Watching the hysterical and over-sensationalised coverage overseas has convinced many that the very existence of the nation is at stake. And the social media, if anything, has been even worse, with a number of completely misleading maps and photos exaggerating the extent of the affected areas by two-figure factors. As I pointed out, indeed the area the size of the state of Kentucky has been burned out, but unlike most other places on Earth, certainly in the developed world, Australia fits in nearly eighty Kentuckys, most of them pretty empty of human presence and activity.

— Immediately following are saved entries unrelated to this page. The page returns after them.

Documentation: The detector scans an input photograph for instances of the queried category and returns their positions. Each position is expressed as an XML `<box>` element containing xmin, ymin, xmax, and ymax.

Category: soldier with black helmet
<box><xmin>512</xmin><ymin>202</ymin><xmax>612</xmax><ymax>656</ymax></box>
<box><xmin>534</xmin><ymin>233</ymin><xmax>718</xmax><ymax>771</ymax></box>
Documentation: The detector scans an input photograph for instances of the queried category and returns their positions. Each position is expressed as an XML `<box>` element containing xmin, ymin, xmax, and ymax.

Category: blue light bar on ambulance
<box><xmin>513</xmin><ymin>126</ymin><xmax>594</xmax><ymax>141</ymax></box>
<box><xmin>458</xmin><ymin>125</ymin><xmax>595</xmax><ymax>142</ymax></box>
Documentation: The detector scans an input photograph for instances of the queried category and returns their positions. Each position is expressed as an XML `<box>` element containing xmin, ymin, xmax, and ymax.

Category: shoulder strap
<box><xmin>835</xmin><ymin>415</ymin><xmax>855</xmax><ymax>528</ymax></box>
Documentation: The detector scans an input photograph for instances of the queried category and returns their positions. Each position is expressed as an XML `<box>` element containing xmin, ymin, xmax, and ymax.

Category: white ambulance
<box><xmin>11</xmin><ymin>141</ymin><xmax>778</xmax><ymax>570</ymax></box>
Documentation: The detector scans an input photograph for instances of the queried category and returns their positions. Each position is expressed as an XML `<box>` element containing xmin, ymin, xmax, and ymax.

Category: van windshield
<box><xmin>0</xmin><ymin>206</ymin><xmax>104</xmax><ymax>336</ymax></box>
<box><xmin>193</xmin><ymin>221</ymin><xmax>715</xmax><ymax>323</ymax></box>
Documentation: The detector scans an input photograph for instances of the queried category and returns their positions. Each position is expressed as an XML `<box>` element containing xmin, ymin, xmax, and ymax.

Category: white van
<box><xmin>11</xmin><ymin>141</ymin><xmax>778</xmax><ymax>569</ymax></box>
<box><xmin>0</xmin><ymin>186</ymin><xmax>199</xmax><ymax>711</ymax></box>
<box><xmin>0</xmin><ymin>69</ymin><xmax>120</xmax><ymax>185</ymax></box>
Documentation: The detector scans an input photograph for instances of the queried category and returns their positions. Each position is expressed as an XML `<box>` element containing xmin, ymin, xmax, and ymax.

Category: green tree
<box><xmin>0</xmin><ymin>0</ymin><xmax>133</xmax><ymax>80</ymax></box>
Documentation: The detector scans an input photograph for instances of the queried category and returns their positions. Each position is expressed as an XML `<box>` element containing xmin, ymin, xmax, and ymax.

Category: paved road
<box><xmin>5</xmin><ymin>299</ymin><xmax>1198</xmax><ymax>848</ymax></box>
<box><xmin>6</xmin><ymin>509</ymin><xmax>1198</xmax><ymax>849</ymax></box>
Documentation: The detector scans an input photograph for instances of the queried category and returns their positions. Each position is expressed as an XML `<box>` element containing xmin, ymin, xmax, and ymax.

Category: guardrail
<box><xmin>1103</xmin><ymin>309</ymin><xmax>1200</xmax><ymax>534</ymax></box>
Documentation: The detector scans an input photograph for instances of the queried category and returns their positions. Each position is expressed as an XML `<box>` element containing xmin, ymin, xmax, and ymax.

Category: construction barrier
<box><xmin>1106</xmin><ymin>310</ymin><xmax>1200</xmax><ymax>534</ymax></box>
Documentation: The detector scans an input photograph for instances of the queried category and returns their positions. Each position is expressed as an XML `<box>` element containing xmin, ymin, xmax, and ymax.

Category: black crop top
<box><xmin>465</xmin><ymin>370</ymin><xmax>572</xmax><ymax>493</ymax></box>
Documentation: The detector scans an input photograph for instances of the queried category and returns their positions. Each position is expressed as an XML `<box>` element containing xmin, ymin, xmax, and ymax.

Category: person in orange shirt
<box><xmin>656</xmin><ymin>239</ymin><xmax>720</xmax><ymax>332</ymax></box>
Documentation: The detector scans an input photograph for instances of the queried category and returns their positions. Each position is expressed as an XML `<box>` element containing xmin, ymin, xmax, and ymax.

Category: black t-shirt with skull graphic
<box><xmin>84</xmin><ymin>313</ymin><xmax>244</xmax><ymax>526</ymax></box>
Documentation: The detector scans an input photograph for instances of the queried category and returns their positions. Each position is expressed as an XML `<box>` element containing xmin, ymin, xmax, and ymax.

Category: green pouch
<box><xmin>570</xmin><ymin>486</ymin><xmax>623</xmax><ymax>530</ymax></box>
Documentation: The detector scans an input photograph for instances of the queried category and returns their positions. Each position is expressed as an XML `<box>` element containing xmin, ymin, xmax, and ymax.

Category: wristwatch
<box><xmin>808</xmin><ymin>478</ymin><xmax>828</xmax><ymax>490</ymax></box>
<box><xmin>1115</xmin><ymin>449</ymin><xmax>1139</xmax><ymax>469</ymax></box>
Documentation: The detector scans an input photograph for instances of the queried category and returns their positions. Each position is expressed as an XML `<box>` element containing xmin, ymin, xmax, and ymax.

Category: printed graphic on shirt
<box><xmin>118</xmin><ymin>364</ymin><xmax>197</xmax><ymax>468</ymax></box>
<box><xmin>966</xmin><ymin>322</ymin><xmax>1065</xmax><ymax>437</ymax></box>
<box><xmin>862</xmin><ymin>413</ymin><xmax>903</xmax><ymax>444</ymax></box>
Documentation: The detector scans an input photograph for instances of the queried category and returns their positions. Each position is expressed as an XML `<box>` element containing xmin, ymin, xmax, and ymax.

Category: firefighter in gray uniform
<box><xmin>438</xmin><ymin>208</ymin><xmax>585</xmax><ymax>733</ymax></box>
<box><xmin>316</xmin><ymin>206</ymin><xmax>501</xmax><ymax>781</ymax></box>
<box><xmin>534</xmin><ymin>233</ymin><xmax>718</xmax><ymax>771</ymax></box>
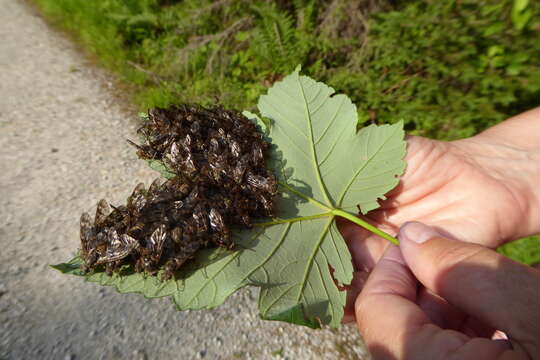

Media sensationalises at the best of times in a never-ending quest for more eyeballs (“if it bleeds it leads”, or, in this case, “if it’s on fire, we’re on fire”) but the intersection of a large scale natural disaster with the “climate crisis” activism has generated a truly terrifying inferno of human passions where news becomes propaganda and the narrative trumps the objectivity. A significant proportion of the population – and the majority in the media – want to see the fires as Gaia’s wrath, with the disaster turning into green porn to terrify, titillate and agitate. Tourism has now become one of the casualties of this rhetorical excess, a collateral damage to the pursuit of a political agenda. This crisis is very much man-made and the economic pain unnecessarily inflicted on a whole industry because you wanted to make as terrible a point as possible will hang around your necks like a charred albatross, dear green activists on the streets and those masquerading as journalists.